# How do you replace an Mk4 Golf headlight bulb?



## Zaris (Jun 11, 2010)

Apologies as I am not so technically inclined. But I saw a reflection of the front of my car yesterday while I was waiting at a stoplight and noticed that the left headlight bulb has gone out. I checked all of my other external lights at home (fender lights, turn signal lights, bright lights, reverse lights, brake lights, etc.) and they are working normally. Thus, I believe this bulb is just an isolated issue. The car is 2003 and the headlight is stock. 

My question is: how do you replace the bulb for this headlight? I feel certain that there is a DIY somewhere, but the search on this forum isn't bringing up any results. Is it complicated to the point that I will need to remove the headlight or disconnect the battery or something? Will special tools/procedures be needed to do things like an alignment? 

Thanks in advance for tips, instructions, or simply steering me in the right direction. 

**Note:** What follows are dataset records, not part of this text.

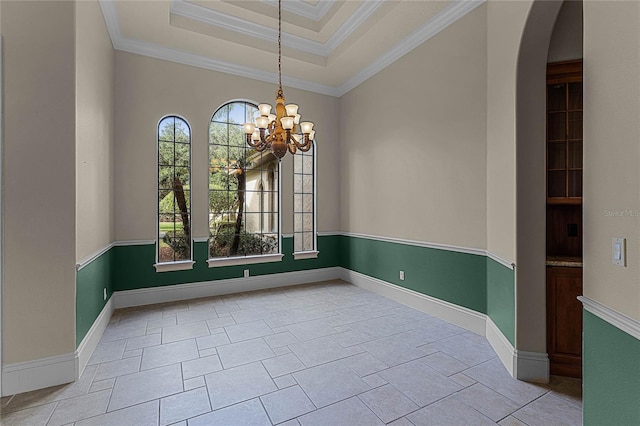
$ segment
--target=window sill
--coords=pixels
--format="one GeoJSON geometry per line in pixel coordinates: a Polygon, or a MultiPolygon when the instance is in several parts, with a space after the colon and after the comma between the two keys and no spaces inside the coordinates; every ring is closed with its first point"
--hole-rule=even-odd
{"type": "Polygon", "coordinates": [[[153,266],[156,268],[156,272],[187,271],[193,269],[194,263],[196,262],[193,260],[185,260],[182,262],[156,263],[153,266]]]}
{"type": "Polygon", "coordinates": [[[223,257],[216,259],[208,259],[207,263],[209,264],[209,268],[218,268],[221,266],[235,266],[235,265],[251,265],[254,263],[270,263],[270,262],[280,262],[284,255],[282,253],[278,254],[267,254],[262,256],[242,256],[242,257],[223,257]]]}
{"type": "Polygon", "coordinates": [[[313,250],[313,251],[300,251],[297,253],[293,253],[293,258],[295,260],[302,260],[302,259],[317,259],[318,258],[318,254],[320,254],[319,251],[317,250],[313,250]]]}

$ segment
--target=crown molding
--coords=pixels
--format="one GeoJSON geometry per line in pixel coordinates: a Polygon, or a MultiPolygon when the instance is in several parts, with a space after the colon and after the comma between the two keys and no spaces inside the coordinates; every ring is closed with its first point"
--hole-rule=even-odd
{"type": "Polygon", "coordinates": [[[325,43],[327,56],[338,48],[358,27],[378,10],[385,0],[365,1],[325,43]]]}
{"type": "MultiPolygon", "coordinates": [[[[273,7],[278,7],[277,0],[262,0],[273,7]]],[[[282,3],[282,9],[287,12],[295,13],[303,18],[311,19],[313,21],[320,21],[331,10],[336,0],[323,0],[317,2],[315,5],[309,4],[304,1],[299,2],[284,2],[282,3]]]]}
{"type": "MultiPolygon", "coordinates": [[[[121,38],[117,43],[114,44],[117,45],[117,47],[115,47],[117,50],[121,50],[123,52],[135,53],[138,55],[149,56],[151,58],[163,59],[166,61],[177,62],[179,64],[191,65],[198,68],[218,71],[225,74],[232,74],[239,77],[246,77],[253,80],[278,84],[278,74],[258,70],[256,68],[247,67],[244,65],[237,65],[231,62],[211,59],[205,56],[183,52],[177,49],[170,49],[164,46],[139,40],[121,38]]],[[[303,80],[301,78],[283,76],[282,84],[283,86],[307,90],[323,95],[339,96],[337,88],[333,86],[327,86],[313,81],[303,80]]]]}
{"type": "Polygon", "coordinates": [[[388,50],[387,53],[380,56],[378,59],[366,66],[362,71],[358,72],[342,84],[338,88],[340,96],[364,83],[366,80],[373,77],[375,74],[379,73],[425,41],[429,40],[431,37],[435,36],[440,31],[465,16],[467,13],[484,4],[485,1],[486,0],[460,0],[454,2],[450,6],[447,6],[442,12],[431,18],[407,38],[388,50]]]}
{"type": "MultiPolygon", "coordinates": [[[[440,31],[444,30],[447,26],[456,22],[467,13],[481,6],[485,3],[485,1],[486,0],[456,1],[452,5],[445,8],[438,15],[430,19],[418,30],[414,31],[403,41],[398,43],[392,49],[387,51],[385,54],[380,56],[378,59],[373,61],[371,64],[366,66],[364,69],[362,69],[360,72],[355,74],[353,77],[351,77],[349,80],[338,87],[287,76],[283,77],[283,84],[285,86],[296,89],[307,90],[310,92],[320,93],[328,96],[340,97],[350,90],[354,89],[355,87],[359,86],[360,84],[364,83],[373,75],[382,71],[384,68],[391,65],[393,62],[406,55],[411,50],[415,49],[434,35],[438,34],[440,31]]],[[[157,59],[163,59],[171,62],[177,62],[185,65],[191,65],[199,68],[205,68],[212,71],[233,74],[240,77],[264,81],[267,83],[277,83],[278,81],[278,76],[276,73],[266,72],[253,67],[237,65],[218,59],[212,59],[209,57],[196,55],[177,49],[171,49],[146,41],[125,38],[120,32],[116,3],[109,0],[99,0],[99,2],[105,18],[109,36],[111,37],[111,43],[113,45],[113,48],[116,50],[149,56],[157,59]]],[[[379,6],[382,2],[364,2],[365,5],[368,3],[371,3],[369,7],[373,8],[374,4],[379,6]]],[[[361,7],[365,6],[363,5],[361,7]]],[[[373,11],[371,11],[370,13],[373,13],[373,11]]],[[[351,25],[355,25],[357,27],[357,25],[359,24],[357,22],[353,22],[351,25]]],[[[348,26],[345,24],[345,26],[343,27],[345,28],[344,34],[346,34],[348,26]]],[[[338,32],[334,36],[338,34],[340,33],[338,32]]],[[[346,36],[340,35],[340,37],[346,36]]]]}
{"type": "MultiPolygon", "coordinates": [[[[282,39],[282,45],[322,56],[326,60],[338,46],[378,10],[383,2],[384,0],[363,2],[355,13],[325,43],[289,33],[282,39]]],[[[259,40],[273,42],[278,37],[278,30],[275,28],[217,12],[185,0],[172,0],[171,13],[259,40]]]]}
{"type": "MultiPolygon", "coordinates": [[[[273,43],[278,39],[278,30],[275,28],[227,15],[226,13],[220,13],[184,0],[171,1],[171,14],[193,19],[194,21],[268,41],[270,43],[273,43]]],[[[327,56],[327,48],[325,44],[318,43],[317,41],[309,40],[295,34],[287,34],[287,36],[282,40],[282,45],[313,53],[315,55],[327,56]]]]}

P.S.: Volkswagen Pasadena quoted me $22.88 for a replacement bulb plus tax. Is this reasonable? Or should I just buy a set of quality aftermarket bulbs from a place like ECS tuning instead? And if so, which/what brand would you recommend?


----------



## 77kafer (Jul 29, 2004)

*google can be your friend*

this was the second item down when I googled "replace mk4 headlight" 
http://www.ehow.com/how_6326855_change-bulbs-vw-gti-mk4.html


----------



## Zaris (Jun 11, 2010)

Thank you for the link. I will try it out first chance I get. But I worry about the difficulty of working on and reaching into the driver side housing (where the problem bulb is) with the battery still in place. I'd like to think I have small enough hands to do the job. 

Also, do you have any input on the part price?


----------



## 77kafer (Jul 29, 2004)

You can definitely do better than the dealer price. Buy 2 and do both sides. That way you won't have to do the other side soon.


----------